# Introducing my dogs



## Oenoke (Oct 17, 2009)

This is Boomer, I got him as a rescue when he was 6 months old, he's now 14 years old.









This is Bertie, a pedigree BC from show breeding, he's now 11 years old.









This is Teagan, a pedigree BC from sheep trialling lines, she's now 8 years old.

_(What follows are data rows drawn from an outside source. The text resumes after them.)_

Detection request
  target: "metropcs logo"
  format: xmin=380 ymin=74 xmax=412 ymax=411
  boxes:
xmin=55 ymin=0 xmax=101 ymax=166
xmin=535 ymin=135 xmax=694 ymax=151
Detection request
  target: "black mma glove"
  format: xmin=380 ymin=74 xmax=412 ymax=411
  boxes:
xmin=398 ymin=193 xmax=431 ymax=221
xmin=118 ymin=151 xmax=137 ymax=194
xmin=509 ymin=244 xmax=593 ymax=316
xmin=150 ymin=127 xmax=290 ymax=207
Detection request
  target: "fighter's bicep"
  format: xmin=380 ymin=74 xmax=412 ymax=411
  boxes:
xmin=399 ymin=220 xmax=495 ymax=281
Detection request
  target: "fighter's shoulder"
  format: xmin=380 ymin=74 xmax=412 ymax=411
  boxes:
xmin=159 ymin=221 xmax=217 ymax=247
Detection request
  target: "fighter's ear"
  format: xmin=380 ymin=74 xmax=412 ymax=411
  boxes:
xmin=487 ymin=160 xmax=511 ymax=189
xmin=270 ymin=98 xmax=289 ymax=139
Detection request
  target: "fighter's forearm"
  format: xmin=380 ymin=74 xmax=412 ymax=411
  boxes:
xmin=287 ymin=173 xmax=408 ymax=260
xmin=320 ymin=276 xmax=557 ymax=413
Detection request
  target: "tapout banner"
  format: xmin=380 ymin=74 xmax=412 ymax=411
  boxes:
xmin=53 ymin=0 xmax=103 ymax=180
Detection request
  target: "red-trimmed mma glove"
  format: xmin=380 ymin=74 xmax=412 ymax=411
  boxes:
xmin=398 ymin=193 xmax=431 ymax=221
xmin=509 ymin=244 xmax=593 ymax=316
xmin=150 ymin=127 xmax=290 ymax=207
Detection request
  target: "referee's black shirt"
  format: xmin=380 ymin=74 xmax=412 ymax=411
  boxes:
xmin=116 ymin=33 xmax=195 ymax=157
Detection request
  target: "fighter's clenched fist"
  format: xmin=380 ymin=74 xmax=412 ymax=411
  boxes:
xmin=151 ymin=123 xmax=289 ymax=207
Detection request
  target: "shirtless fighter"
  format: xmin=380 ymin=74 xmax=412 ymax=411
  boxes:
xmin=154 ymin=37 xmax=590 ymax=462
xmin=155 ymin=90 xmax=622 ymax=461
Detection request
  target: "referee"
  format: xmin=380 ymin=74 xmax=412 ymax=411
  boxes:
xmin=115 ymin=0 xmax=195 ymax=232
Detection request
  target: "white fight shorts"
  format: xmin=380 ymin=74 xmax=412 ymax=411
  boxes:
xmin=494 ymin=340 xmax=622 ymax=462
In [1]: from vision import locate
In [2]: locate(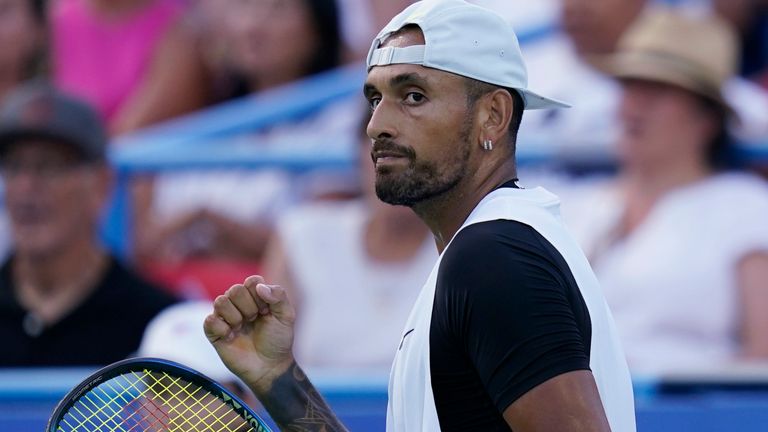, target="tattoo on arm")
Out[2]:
[259,363,347,432]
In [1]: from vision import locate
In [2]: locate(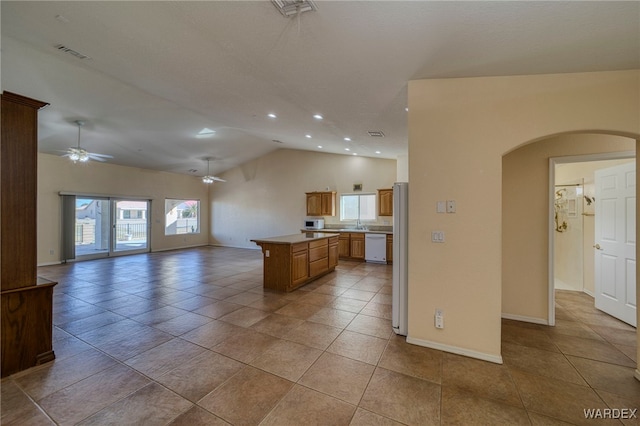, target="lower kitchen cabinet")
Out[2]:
[350,233,364,259]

This is Skye, a pedigree BC from a mix of working and show lines, she's 3 years old.


----------



## slakey (May 9, 2009)

They all look so young!!!

Lovely BC's though


----------



## Yourgifts Ourgifts (Apr 12, 2009)

Great Pics..


----------



## carol (Nov 2, 2007)

oh lovely great pic's


----------



## Spellweaver (Jul 17, 2009)

Hiya - nice to see you and your lovely dogs on here!


----------



## sequeena (Apr 30, 2009)

Hiya hun glad to see you here!


----------



## GSDlover4ever (Feb 21, 2009)

there all gorgeous


----------



## FREE SPIRIT (Jul 8, 2009)

Gorgeous dogs.....lovely pics.


----------



## Cat_Crazy (Jul 15, 2009)

Your dogs are beautiful !!

They all look so young and healthy as well.


----------



## Oenoke (Oct 17, 2009)

Thanks all.


----------